Clearly there is something wrong with the above design. Point out the flaws, what the options are, how you would fix them, and why you chose the solution that you chose. I welcome clarifying questions regarding the context or scope of the application.

Let the commenting begin!

3 comments:

Anonymous said...

Hey man, I dig your blog. Chantale sent me the link.

Anyway, in this specific example, the "list" referred to by your main method is different than the "list" in processInWorkerThread() is declared locally and allocated separately. So, they don't refer to the same thing and should not deadlock.

I actually don't know much about Java, but have had to deal with my share of syncronization problems with the Linux kernel. In TLK, they are *very* conscious of which functions are allowed to take which locks, and if a function must take multiple locks, they are done in a very specific order (for example, process A will not try to take locks x and y, while process B tries to take locks y and x). This all seems a bit clunky. I'm sure there's a nicer way to do it. I wonder what others have to say about it.

-dsc
david.scott.clawson AT gmail

Eric Savoie said...

I'm not sure I understand the problem...

What is the point of having a worker thread when it is never allowed to run concurrently with the main thread anyway?

I would just put all that work in a single thread thus avoiding any possibilities of deadlock.

Catalin Patulea said...

@dsc:
Thanks for the compliment -- hopefully what this blog lacks in quantity I make up in quality ;-)

In fact, "list" by definition refers to the same object -- otherwise the code wouldn't semantically make sense.

Experiment with this Eclipse project: http://vv.carleton.ca/~cat/code/locker.zip

@Eric:
I like your thinking.
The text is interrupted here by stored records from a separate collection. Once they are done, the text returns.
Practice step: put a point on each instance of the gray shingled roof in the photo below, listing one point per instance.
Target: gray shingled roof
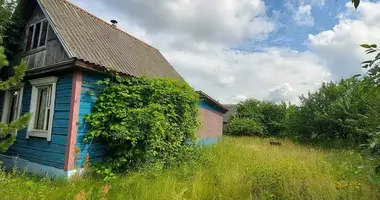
(92, 40)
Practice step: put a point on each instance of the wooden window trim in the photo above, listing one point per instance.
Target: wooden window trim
(36, 84)
(7, 99)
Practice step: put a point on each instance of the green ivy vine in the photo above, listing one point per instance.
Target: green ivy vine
(144, 121)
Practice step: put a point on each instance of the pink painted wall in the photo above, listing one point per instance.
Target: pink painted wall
(212, 124)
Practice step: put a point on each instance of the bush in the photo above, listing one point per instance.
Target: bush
(145, 121)
(244, 127)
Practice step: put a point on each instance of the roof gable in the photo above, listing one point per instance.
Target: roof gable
(88, 38)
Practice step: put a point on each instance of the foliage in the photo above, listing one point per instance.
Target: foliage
(268, 115)
(145, 121)
(236, 168)
(11, 27)
(7, 137)
(244, 127)
(347, 110)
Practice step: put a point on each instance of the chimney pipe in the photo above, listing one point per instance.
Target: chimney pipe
(113, 22)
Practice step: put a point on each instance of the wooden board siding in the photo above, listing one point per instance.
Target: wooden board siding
(38, 150)
(90, 90)
(1, 102)
(51, 54)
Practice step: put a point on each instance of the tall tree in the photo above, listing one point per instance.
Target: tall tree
(7, 21)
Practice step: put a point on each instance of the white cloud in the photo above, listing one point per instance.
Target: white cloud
(283, 92)
(222, 21)
(302, 14)
(199, 42)
(339, 47)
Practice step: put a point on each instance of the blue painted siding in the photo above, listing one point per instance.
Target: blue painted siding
(38, 150)
(2, 93)
(208, 106)
(95, 149)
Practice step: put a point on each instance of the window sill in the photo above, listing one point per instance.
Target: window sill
(37, 133)
(36, 50)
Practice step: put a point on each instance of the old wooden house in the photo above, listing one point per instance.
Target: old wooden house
(66, 48)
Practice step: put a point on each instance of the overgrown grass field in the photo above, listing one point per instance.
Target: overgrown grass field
(236, 168)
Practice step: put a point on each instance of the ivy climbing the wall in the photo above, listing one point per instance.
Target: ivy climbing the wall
(144, 121)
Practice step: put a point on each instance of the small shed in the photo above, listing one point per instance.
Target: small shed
(211, 116)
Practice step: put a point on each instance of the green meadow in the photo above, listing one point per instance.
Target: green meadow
(235, 168)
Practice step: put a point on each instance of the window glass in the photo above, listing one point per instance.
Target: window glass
(43, 33)
(41, 108)
(11, 114)
(36, 35)
(30, 36)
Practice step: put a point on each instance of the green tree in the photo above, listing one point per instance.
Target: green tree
(7, 137)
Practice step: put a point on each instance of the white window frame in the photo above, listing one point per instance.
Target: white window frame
(36, 84)
(39, 37)
(7, 99)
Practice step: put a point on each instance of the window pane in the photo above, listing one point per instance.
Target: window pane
(13, 106)
(36, 35)
(41, 109)
(30, 37)
(43, 33)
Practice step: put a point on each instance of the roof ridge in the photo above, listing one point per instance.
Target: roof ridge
(101, 20)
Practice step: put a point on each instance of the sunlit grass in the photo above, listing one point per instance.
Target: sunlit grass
(236, 168)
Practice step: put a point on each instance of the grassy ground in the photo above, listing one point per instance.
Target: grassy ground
(237, 168)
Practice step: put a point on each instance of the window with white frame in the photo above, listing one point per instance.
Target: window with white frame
(37, 35)
(12, 105)
(42, 107)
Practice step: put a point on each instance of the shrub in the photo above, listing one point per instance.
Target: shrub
(145, 121)
(244, 127)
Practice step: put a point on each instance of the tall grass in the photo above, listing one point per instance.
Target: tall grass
(236, 168)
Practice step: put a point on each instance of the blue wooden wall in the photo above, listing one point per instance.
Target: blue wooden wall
(2, 93)
(38, 150)
(90, 90)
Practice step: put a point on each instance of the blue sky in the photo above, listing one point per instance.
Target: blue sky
(290, 34)
(237, 49)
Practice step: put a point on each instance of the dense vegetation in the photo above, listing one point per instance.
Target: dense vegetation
(7, 25)
(236, 168)
(145, 121)
(345, 112)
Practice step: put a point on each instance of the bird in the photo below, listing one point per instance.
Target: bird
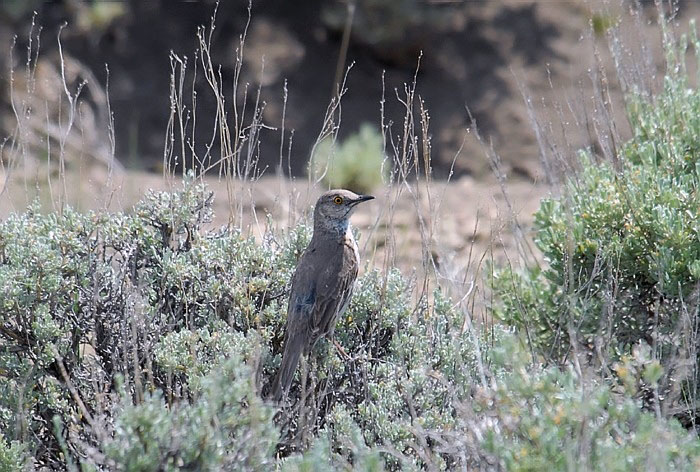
(322, 283)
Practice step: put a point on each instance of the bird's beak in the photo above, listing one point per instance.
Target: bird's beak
(362, 198)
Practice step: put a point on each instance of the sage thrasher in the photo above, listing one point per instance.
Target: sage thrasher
(322, 283)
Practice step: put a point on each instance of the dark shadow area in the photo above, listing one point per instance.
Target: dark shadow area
(464, 64)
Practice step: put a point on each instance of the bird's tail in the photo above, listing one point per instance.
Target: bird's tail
(290, 359)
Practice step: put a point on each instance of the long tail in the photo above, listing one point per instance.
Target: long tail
(290, 359)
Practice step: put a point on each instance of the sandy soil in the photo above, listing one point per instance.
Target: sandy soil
(459, 222)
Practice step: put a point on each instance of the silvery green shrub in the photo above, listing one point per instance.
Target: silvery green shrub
(139, 341)
(622, 249)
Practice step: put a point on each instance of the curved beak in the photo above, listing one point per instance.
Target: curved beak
(362, 198)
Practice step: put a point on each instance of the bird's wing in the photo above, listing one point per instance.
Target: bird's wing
(333, 293)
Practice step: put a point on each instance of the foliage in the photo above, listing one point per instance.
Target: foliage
(139, 342)
(622, 246)
(356, 164)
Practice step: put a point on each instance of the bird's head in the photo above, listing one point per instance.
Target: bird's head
(333, 209)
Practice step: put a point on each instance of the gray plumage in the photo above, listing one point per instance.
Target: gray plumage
(322, 283)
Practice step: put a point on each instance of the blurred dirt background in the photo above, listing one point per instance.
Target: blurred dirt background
(479, 61)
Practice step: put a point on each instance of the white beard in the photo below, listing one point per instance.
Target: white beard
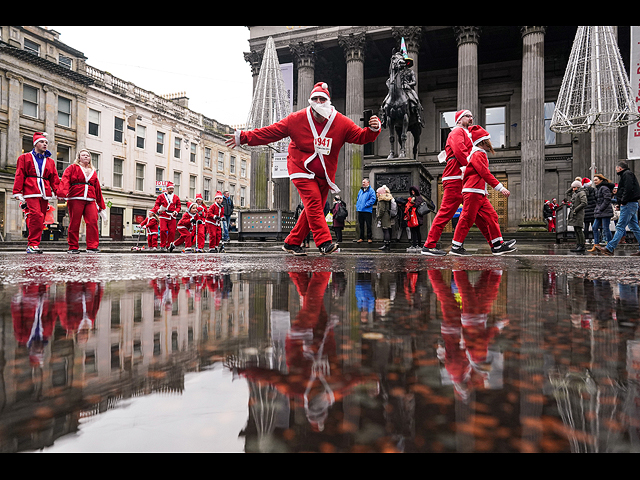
(323, 109)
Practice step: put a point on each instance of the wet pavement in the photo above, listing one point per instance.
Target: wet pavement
(353, 352)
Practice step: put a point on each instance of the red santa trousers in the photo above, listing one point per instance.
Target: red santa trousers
(215, 235)
(77, 210)
(313, 193)
(37, 207)
(167, 232)
(476, 208)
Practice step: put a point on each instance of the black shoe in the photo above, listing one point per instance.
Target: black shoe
(328, 247)
(294, 249)
(460, 251)
(503, 248)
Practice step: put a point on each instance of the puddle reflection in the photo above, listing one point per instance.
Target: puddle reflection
(364, 360)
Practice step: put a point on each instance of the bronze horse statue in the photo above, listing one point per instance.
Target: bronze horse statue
(401, 108)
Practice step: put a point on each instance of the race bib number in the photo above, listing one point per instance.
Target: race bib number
(323, 145)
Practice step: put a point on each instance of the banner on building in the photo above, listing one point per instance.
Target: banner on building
(279, 166)
(633, 136)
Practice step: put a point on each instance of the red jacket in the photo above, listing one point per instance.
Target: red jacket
(75, 185)
(305, 134)
(171, 203)
(478, 175)
(31, 182)
(457, 150)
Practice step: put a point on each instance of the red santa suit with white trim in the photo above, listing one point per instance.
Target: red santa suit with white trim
(36, 181)
(476, 207)
(81, 187)
(312, 159)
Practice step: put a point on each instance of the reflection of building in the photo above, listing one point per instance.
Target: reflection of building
(135, 136)
(508, 76)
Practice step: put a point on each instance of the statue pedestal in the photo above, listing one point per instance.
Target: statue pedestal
(399, 175)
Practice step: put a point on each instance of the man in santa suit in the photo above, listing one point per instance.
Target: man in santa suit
(36, 181)
(168, 207)
(317, 134)
(476, 207)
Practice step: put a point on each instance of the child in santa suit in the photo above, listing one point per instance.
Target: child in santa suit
(186, 228)
(214, 228)
(476, 207)
(151, 224)
(36, 181)
(317, 134)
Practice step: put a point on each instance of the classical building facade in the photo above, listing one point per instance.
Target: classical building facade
(508, 76)
(136, 138)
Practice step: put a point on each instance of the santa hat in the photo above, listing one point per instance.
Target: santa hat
(320, 89)
(461, 114)
(478, 134)
(39, 136)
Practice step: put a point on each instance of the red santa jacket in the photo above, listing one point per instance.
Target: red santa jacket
(171, 203)
(457, 151)
(76, 185)
(311, 140)
(214, 214)
(30, 181)
(477, 174)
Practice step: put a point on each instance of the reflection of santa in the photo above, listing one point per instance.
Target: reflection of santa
(33, 320)
(465, 333)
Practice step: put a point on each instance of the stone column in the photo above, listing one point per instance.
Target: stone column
(467, 39)
(353, 45)
(532, 133)
(259, 159)
(305, 62)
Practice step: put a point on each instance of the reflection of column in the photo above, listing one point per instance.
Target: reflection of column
(353, 46)
(468, 38)
(259, 159)
(532, 130)
(305, 61)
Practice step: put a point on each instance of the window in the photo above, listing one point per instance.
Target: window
(65, 62)
(177, 176)
(141, 135)
(94, 123)
(118, 165)
(30, 101)
(549, 135)
(64, 111)
(160, 142)
(31, 47)
(192, 186)
(118, 130)
(206, 190)
(495, 119)
(140, 176)
(446, 124)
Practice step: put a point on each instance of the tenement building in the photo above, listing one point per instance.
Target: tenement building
(137, 139)
(508, 76)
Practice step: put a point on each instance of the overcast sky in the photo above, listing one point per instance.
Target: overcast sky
(207, 63)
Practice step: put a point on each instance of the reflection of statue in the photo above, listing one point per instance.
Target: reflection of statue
(401, 110)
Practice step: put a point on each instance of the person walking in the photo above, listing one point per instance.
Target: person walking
(317, 134)
(340, 213)
(364, 208)
(576, 214)
(628, 196)
(383, 216)
(36, 181)
(81, 187)
(603, 212)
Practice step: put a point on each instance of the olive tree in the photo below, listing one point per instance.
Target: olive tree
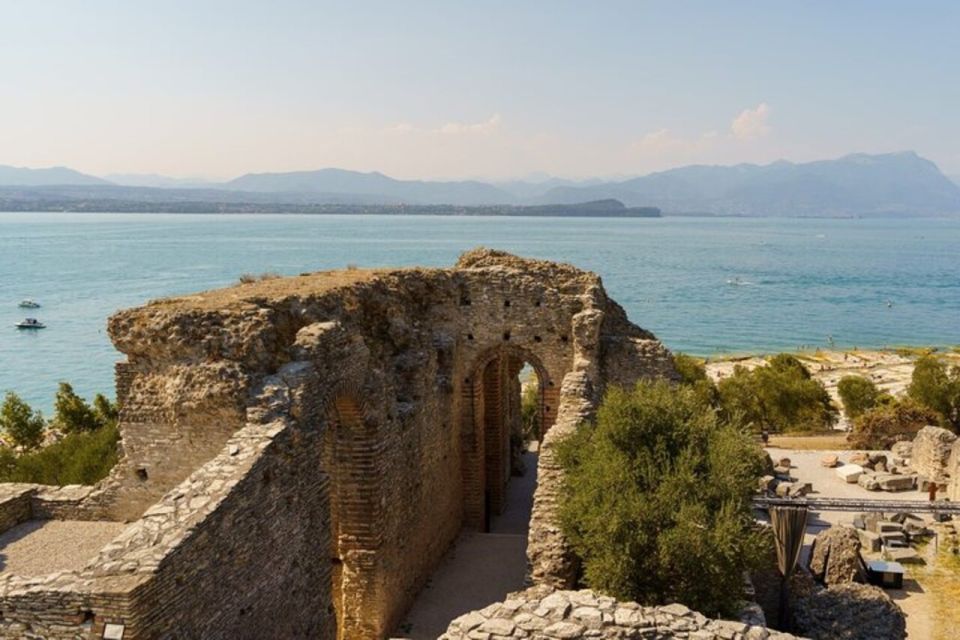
(656, 500)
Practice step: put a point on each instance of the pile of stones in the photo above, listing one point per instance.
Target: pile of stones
(782, 484)
(878, 472)
(566, 615)
(891, 535)
(830, 602)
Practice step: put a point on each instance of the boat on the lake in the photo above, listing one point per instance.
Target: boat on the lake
(31, 323)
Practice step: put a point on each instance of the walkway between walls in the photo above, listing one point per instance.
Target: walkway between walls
(481, 569)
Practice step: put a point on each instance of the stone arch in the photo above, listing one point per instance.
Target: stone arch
(489, 403)
(351, 457)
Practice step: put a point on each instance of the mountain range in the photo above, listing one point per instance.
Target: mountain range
(895, 184)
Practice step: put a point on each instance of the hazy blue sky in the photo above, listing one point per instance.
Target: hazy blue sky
(478, 89)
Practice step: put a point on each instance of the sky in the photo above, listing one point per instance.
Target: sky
(456, 89)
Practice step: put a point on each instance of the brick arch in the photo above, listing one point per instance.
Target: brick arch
(352, 460)
(487, 408)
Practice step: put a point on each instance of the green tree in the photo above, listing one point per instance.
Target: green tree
(858, 395)
(105, 411)
(885, 424)
(693, 373)
(779, 396)
(938, 388)
(656, 500)
(72, 414)
(23, 425)
(82, 457)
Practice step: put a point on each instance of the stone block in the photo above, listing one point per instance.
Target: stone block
(849, 472)
(890, 482)
(869, 482)
(932, 447)
(869, 540)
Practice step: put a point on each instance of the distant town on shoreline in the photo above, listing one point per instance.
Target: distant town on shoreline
(857, 185)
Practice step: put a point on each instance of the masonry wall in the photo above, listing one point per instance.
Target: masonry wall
(297, 456)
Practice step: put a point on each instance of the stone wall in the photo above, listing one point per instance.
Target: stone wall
(298, 454)
(931, 452)
(542, 614)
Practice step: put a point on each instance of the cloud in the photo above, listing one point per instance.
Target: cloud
(457, 128)
(751, 123)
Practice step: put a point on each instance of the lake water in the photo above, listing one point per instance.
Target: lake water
(867, 283)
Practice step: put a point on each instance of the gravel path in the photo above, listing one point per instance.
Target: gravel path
(40, 547)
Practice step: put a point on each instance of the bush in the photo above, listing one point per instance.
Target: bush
(72, 414)
(780, 396)
(80, 458)
(882, 426)
(656, 500)
(936, 387)
(23, 426)
(858, 395)
(693, 374)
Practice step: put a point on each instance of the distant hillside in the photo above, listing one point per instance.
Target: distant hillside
(357, 185)
(21, 176)
(897, 184)
(901, 184)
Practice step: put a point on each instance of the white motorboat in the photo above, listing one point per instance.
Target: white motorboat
(31, 323)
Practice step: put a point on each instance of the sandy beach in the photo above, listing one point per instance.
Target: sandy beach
(889, 369)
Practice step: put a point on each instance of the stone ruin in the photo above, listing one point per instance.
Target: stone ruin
(297, 454)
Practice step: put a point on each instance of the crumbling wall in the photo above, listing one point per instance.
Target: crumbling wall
(299, 453)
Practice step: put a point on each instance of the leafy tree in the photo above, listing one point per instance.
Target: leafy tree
(82, 457)
(938, 388)
(858, 395)
(656, 500)
(23, 425)
(780, 396)
(72, 414)
(105, 411)
(693, 374)
(883, 425)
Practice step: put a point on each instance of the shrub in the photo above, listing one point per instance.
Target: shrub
(656, 500)
(84, 457)
(23, 426)
(693, 374)
(882, 426)
(858, 395)
(250, 278)
(71, 413)
(780, 396)
(938, 388)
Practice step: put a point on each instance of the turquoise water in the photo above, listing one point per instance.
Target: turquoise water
(802, 281)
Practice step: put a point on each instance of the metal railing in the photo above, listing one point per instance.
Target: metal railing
(861, 505)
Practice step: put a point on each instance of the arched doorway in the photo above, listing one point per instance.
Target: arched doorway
(350, 458)
(492, 418)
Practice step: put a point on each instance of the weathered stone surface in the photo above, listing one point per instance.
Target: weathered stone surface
(300, 452)
(891, 482)
(849, 472)
(903, 449)
(835, 558)
(932, 447)
(849, 611)
(551, 617)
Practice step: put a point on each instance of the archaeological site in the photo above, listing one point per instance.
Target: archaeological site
(298, 454)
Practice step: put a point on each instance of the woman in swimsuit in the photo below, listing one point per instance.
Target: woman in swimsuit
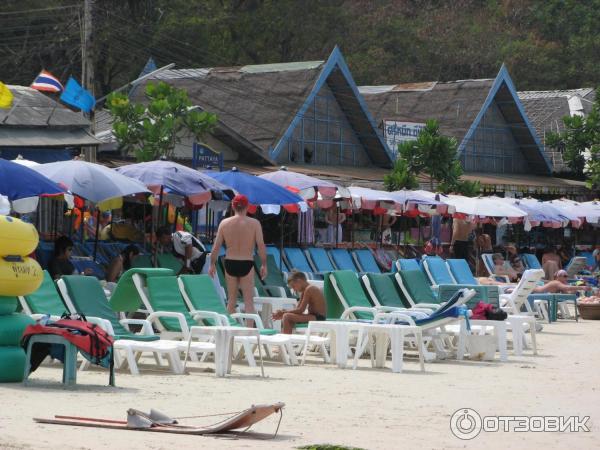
(311, 297)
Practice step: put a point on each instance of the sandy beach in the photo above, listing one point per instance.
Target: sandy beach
(365, 408)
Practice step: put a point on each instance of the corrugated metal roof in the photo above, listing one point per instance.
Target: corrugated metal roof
(31, 108)
(281, 67)
(581, 92)
(45, 137)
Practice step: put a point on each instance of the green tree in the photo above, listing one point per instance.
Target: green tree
(400, 177)
(581, 144)
(433, 155)
(152, 129)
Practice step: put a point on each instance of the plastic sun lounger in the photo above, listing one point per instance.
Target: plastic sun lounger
(365, 261)
(488, 262)
(342, 259)
(165, 302)
(46, 300)
(576, 265)
(407, 264)
(416, 290)
(383, 291)
(531, 261)
(320, 260)
(84, 295)
(169, 261)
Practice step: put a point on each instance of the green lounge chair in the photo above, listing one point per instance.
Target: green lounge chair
(384, 291)
(169, 261)
(46, 300)
(86, 296)
(142, 261)
(125, 297)
(346, 297)
(199, 294)
(416, 289)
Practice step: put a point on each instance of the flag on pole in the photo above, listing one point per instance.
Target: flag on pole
(47, 82)
(6, 96)
(77, 96)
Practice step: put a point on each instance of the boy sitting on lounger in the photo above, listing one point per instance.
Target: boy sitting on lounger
(311, 297)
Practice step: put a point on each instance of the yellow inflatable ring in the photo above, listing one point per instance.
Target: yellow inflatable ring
(16, 237)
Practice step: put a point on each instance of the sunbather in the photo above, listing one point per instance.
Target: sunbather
(501, 267)
(559, 285)
(311, 297)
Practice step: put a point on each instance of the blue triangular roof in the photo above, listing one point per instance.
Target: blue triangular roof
(514, 113)
(335, 71)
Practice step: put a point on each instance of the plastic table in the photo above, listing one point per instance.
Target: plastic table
(224, 338)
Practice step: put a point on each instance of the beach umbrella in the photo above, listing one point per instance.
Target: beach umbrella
(18, 181)
(25, 162)
(484, 207)
(308, 187)
(173, 178)
(23, 186)
(90, 181)
(258, 190)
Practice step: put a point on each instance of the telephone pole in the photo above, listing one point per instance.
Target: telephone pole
(87, 67)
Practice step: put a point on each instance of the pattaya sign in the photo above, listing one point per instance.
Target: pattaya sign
(397, 132)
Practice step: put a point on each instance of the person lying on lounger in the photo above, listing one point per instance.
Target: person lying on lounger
(311, 297)
(559, 285)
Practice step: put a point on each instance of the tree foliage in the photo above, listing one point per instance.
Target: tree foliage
(433, 156)
(580, 142)
(151, 130)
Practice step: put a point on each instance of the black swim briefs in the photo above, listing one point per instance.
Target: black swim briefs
(238, 267)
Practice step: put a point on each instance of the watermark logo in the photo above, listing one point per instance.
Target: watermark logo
(466, 423)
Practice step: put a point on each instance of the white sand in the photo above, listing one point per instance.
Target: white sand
(364, 408)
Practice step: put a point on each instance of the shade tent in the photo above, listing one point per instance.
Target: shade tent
(259, 191)
(569, 209)
(592, 211)
(173, 178)
(539, 213)
(309, 187)
(93, 182)
(484, 207)
(365, 198)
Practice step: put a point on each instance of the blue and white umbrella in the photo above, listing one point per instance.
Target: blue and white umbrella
(93, 182)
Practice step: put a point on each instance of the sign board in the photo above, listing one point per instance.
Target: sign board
(204, 156)
(398, 132)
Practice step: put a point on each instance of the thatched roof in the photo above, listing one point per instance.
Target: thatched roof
(36, 120)
(258, 105)
(453, 104)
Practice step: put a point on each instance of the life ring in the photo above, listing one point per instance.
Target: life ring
(19, 276)
(17, 237)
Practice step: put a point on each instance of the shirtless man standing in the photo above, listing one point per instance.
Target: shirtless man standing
(310, 297)
(240, 234)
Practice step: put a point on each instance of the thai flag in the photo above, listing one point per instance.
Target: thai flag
(47, 82)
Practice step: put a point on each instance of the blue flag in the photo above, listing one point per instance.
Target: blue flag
(77, 96)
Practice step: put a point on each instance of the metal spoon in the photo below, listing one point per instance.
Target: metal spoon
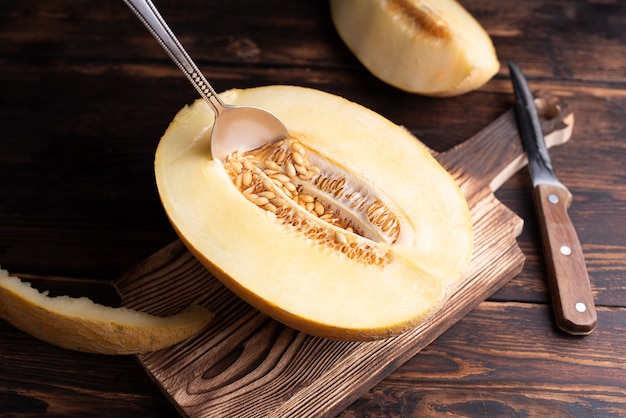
(236, 127)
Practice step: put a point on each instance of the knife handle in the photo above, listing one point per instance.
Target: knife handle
(567, 273)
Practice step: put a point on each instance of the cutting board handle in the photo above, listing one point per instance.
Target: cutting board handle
(494, 154)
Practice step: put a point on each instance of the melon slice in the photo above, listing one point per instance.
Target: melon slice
(348, 229)
(430, 47)
(82, 325)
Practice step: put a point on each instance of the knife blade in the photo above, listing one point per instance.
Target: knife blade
(572, 298)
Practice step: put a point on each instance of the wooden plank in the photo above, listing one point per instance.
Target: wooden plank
(249, 359)
(490, 363)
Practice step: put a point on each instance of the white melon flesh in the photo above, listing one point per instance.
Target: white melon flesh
(297, 280)
(430, 47)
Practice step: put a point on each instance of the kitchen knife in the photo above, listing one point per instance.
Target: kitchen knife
(572, 299)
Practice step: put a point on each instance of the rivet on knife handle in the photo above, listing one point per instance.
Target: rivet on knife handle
(567, 273)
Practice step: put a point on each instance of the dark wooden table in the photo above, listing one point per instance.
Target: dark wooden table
(85, 93)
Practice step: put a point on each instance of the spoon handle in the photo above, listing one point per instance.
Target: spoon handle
(147, 13)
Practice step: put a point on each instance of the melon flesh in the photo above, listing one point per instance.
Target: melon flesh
(430, 47)
(300, 281)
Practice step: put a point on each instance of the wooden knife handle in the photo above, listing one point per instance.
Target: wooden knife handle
(567, 273)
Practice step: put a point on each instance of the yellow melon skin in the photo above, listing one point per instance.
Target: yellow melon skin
(291, 278)
(81, 325)
(430, 47)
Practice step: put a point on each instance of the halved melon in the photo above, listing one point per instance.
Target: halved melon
(431, 47)
(348, 229)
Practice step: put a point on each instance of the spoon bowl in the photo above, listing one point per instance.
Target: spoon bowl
(240, 128)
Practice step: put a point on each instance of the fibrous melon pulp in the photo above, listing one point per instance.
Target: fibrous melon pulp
(348, 229)
(430, 47)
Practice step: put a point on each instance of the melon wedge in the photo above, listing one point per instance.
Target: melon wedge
(365, 245)
(430, 47)
(82, 325)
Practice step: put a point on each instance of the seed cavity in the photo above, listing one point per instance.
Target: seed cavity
(313, 195)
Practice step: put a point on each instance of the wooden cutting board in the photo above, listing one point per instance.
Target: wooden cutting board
(248, 365)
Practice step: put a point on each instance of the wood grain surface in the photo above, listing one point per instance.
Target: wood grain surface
(249, 359)
(86, 93)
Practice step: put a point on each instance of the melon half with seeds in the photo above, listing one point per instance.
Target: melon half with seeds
(348, 229)
(430, 47)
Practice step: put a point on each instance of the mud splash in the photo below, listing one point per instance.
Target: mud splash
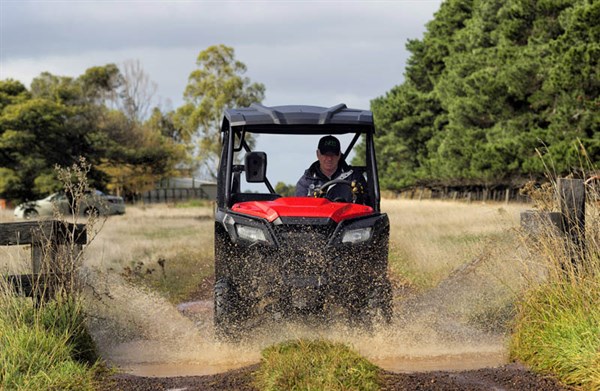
(143, 334)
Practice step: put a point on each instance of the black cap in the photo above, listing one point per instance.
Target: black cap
(329, 144)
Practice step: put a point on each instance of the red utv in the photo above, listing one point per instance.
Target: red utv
(287, 257)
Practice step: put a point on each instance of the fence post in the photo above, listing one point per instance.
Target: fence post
(571, 194)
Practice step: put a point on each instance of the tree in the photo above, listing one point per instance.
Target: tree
(218, 83)
(489, 85)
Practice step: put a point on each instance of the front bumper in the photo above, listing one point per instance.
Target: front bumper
(304, 264)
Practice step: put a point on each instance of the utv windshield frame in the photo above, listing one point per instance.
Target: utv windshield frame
(293, 120)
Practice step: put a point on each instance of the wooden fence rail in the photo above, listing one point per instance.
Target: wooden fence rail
(569, 222)
(46, 239)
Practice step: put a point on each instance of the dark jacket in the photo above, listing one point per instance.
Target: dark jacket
(313, 179)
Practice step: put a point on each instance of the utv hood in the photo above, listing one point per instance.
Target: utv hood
(302, 207)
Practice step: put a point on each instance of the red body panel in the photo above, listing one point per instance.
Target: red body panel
(302, 207)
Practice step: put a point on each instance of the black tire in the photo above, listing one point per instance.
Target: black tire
(30, 214)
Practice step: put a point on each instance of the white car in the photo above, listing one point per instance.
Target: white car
(93, 203)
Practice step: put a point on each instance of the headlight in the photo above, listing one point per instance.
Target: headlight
(357, 235)
(252, 234)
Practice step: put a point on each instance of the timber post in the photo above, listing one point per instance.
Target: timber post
(47, 239)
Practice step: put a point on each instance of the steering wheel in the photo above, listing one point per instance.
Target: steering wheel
(324, 190)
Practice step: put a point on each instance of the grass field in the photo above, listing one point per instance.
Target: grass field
(472, 251)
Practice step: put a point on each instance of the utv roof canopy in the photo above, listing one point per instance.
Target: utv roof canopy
(338, 119)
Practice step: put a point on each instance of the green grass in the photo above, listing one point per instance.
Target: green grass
(45, 347)
(557, 330)
(314, 365)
In any real situation the first thing I ask myself is: is there a simpler way to do X? Keep it simple, stupid!

However, let's assume for the sake of discussion that collapsing the algorithm into the main thread is not an option. For example, we may want to be able to take advantage of multicore processors by launching multiple worker threads. Perhaps, even, this application is distributed on a cluster and the "lock" is actually a distributed lock.

In retrospect, I think I forgot to ask myself one question when I wrote this code: what is the purpose of synchronization in this case? I didn't give it much thought past "when in doubt, use a lock!"

It's helpful to think of this problem as a readers-writers problem. It becomes clear then, that the lock being acquired by the main thread as well as the worker threads is a read lock. Since the main thread has already acquired a read lock on the list, there is no reason the worker thread (a reader as well) should have to wait to, well, read the list.

I won't go into details on the actual implementation of the fix, because so many have done so before me. I think what's important is to recognize well-known problems in our own work and not reinvent the wheel (often incorrectly).